The company plans to enter an agreement where all outstanding shares of CB Holding will be exchanged for shares of Red Oak in a reverse takeover by CBH.
Red Oak Mining set to acquire vaporizer company CB Holding Group
CBH will focus on the production and sale of vaporizers for cannabis and CBD

Budding news for Red Oak Mining Corp. (CVE:ROC.H), which announced today that it has signed a letter of agreement with CB Holding Group Corp (CBH). 

CBH is a Nevada corporation that will focus on the design, formulation, infusion through proprietary process and sale of vaporizer pens in California.
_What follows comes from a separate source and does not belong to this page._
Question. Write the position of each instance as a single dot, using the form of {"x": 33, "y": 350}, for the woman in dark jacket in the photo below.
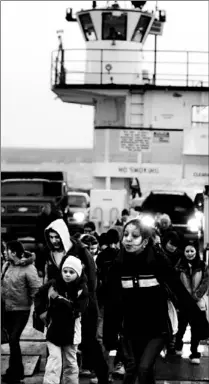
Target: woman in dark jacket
{"x": 137, "y": 303}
CBH will operate through a wholly-owned California subsidiary and a wholly-owned Nevada subsidiary. 

Red Oak and CBH plan to enter into a definitive share exchange agreement where all outstanding shares of CBH will be exchanged for securities of Red Oak, constituting a reverse takeover by CBH and a change of business of the corporation from mining to the production and sale of vaporizers for cannabis and CBD.

The company said when the transaction is completed, it plans to change its name and to delist from the TSX Venture Exchange and list on the Canadian Securities Exchange. 

Financing details

Red Oak expects to issue to the shareholders of CBH a total of approximately 67,334,902 common shares in exchange for 100% of the outstanding shares of CBH.

Red Oak announced a "part and parcel" private placement, which will consist of issuing up to 1,000,000 Red Oak units at a price of $.30 per unit for gross proceeds of up to C$300,000.

The company said each unit will comprise one common share of the corporation and one full common share purchase warrant, which will entitle the holder to acquire one additional common share at an exercise price of C$0.50 for a period of three years. Securities issued will be subject to a four-month and one day statutory hold period. 

The firm said it plans to use the proceeds from the placement to fund the transaction and for general working capital. 

About CBH

CBH is a special purpose vehicle formed on June 29, 2018. CBH's business in California was operated by affiliate Caesarbrutus California, LLC with an exclusive distribution agreement to sell vaporizer pens in California from Goodness 4 Life. 

Goodness 4 Life and Caesarbrutus have cancelled its agreement and as of July 1, 2018, it has been replaced with an identical exclusive distribution agreement between Goodness 4 Life and CBH's California subsidiary, which has agreed to pay a 2% royalty on net profits to Goodness 4 Life.

Goodness 4 Life is the holder of all city and state licenses required in California for an entity to distribute and sell vaporizer pens infused with cannabis extracts. CBH will fulfill the orders and Goodness 4 Life will pick up the pens from a licensed laboratory for delivery directly to the buyers.

CBH will then carry on the business formerly being carried on by the Caesarbrutus through CBH's California Subsidiary.

Private placement plans

CBH said it plans to complete a private placement for maximum gross proceeds of up to C$3,250,000. This will include secured notes with an annual interest rate of 15% (paid quarterly) and a minimum 60% warrant coverage exercisable into shares of CBH.

Red Oak proposes to repay the notes and all warrants issued in connection with the CBH placement, which will be exchanged for warrants of Red Oak at an exercise price of between C$0.35 and $0.40 for a minimum period of three years.

Red Oak said it plans to repay the notes using the proceeds from a brokered private placement in the range of C$10,000,000 to $15,000,000.